Today as I was getting ready to put on my rollerblades for an exhilarating skate in the brisk 90+ degree weather in Lewiston, ID, I was looking at my legs and thinking about how banged up they are compared to those you see in women’s shaving ads and such. Growing up a tomboy, and being active throughout my life, I have my fair share of scars. One from a saw when, as a kid, I mistook my leg for a log; another scar from when I wrestled with a moving dolly and the dolly won; another from shaving; and still others from various raft trips, bike spills, and any other number of accidents and such. But as I looked at my none-too-pretty legs I appreciated the fact I have two and they work well enough for my needs.
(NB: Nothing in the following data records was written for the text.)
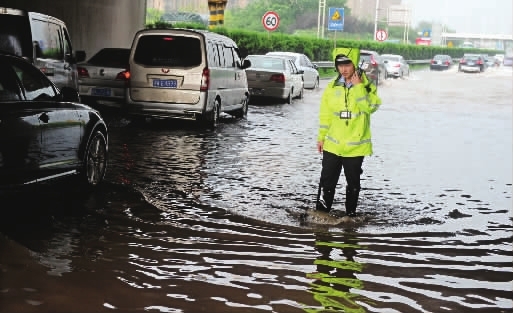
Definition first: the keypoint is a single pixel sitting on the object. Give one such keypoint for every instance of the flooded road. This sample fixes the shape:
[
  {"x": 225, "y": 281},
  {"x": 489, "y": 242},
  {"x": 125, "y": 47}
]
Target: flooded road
[{"x": 193, "y": 220}]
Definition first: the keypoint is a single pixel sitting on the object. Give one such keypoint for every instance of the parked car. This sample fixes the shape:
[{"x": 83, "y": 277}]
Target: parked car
[
  {"x": 508, "y": 60},
  {"x": 372, "y": 63},
  {"x": 186, "y": 74},
  {"x": 274, "y": 77},
  {"x": 472, "y": 63},
  {"x": 395, "y": 65},
  {"x": 103, "y": 78},
  {"x": 43, "y": 40},
  {"x": 45, "y": 133},
  {"x": 441, "y": 62},
  {"x": 311, "y": 75}
]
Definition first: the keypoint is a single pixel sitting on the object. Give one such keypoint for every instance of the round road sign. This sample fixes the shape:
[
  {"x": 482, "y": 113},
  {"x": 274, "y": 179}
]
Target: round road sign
[
  {"x": 270, "y": 20},
  {"x": 381, "y": 35}
]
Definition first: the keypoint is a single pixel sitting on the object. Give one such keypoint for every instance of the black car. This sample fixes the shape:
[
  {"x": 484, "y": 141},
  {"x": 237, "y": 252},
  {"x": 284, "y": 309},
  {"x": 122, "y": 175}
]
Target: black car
[
  {"x": 472, "y": 63},
  {"x": 441, "y": 62},
  {"x": 45, "y": 133},
  {"x": 372, "y": 64}
]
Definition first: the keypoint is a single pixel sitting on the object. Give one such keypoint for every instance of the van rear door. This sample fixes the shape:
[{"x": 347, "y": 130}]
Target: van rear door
[{"x": 167, "y": 67}]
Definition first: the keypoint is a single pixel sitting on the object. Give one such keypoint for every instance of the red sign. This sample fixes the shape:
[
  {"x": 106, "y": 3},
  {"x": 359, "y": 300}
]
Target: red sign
[
  {"x": 423, "y": 41},
  {"x": 381, "y": 35},
  {"x": 270, "y": 20}
]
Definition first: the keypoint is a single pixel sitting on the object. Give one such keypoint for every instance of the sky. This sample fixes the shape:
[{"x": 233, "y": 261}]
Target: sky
[{"x": 465, "y": 16}]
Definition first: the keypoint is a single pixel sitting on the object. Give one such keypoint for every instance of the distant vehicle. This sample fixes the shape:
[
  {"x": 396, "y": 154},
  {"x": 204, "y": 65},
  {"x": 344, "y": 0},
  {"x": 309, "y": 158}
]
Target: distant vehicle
[
  {"x": 103, "y": 78},
  {"x": 372, "y": 63},
  {"x": 472, "y": 63},
  {"x": 508, "y": 61},
  {"x": 311, "y": 75},
  {"x": 395, "y": 65},
  {"x": 45, "y": 133},
  {"x": 440, "y": 62},
  {"x": 274, "y": 77}
]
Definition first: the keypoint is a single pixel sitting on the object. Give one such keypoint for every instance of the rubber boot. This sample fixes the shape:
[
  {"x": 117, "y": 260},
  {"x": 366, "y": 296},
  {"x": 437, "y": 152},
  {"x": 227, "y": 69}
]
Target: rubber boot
[
  {"x": 326, "y": 200},
  {"x": 352, "y": 195}
]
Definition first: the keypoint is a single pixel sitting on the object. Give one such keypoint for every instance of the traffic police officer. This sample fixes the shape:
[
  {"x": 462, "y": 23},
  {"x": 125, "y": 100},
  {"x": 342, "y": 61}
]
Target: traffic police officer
[{"x": 344, "y": 136}]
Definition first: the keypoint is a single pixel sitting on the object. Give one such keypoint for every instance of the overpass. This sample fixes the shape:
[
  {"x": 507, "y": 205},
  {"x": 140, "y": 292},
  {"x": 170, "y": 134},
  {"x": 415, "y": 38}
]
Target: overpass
[
  {"x": 487, "y": 41},
  {"x": 92, "y": 24}
]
With these two beat up and scarred appendages I am able to rollerblade, run, walk my dog, kick a soccer ball, paint my toe nails, dance, hang upside down on monkey bars, skip, jump in puddles, wear flip flops/Chuck Taylors (my two favorite kinds of shoes), leg wrestle, jump rope, do cartwheels, and any one of the other numerous things available. Some people don’t have both, or even one functioning pair.
My appreciation of the small blessings I do have was doubled when, on my daily commute home, I talked to a pregnant older sister and found there may be a medical problem with the baby she’s carrying. It’s still in the prepare-for-the-worst-and-pray-for-the-best stage, but after she explained to me what the dire possibilities may be she asked me how my life was. My answer…fine. I have no complaints. Everything is going as it should, because, really, in comparison what DO I have to complain about? I have two jobs I don’t dread going to work for, I’m almost done with school, I have a new roommate who seems normal -- so far, I have my health, and I have a wonderfully supportive family and group of true friends that I know love me and would do all they could to help me. So I ask again, what do I have to complain about?
Any perceived woe-is-me feelings have been pushed to the background and gratitude is gracing my perspective. Sure, things aren’t going exactly how I want them, but that’s not an altogether bad thing. I know myself and sometimes I don’t make the smartest decisions/choices. Maybe letting someone else lead is exactly what IS best for me.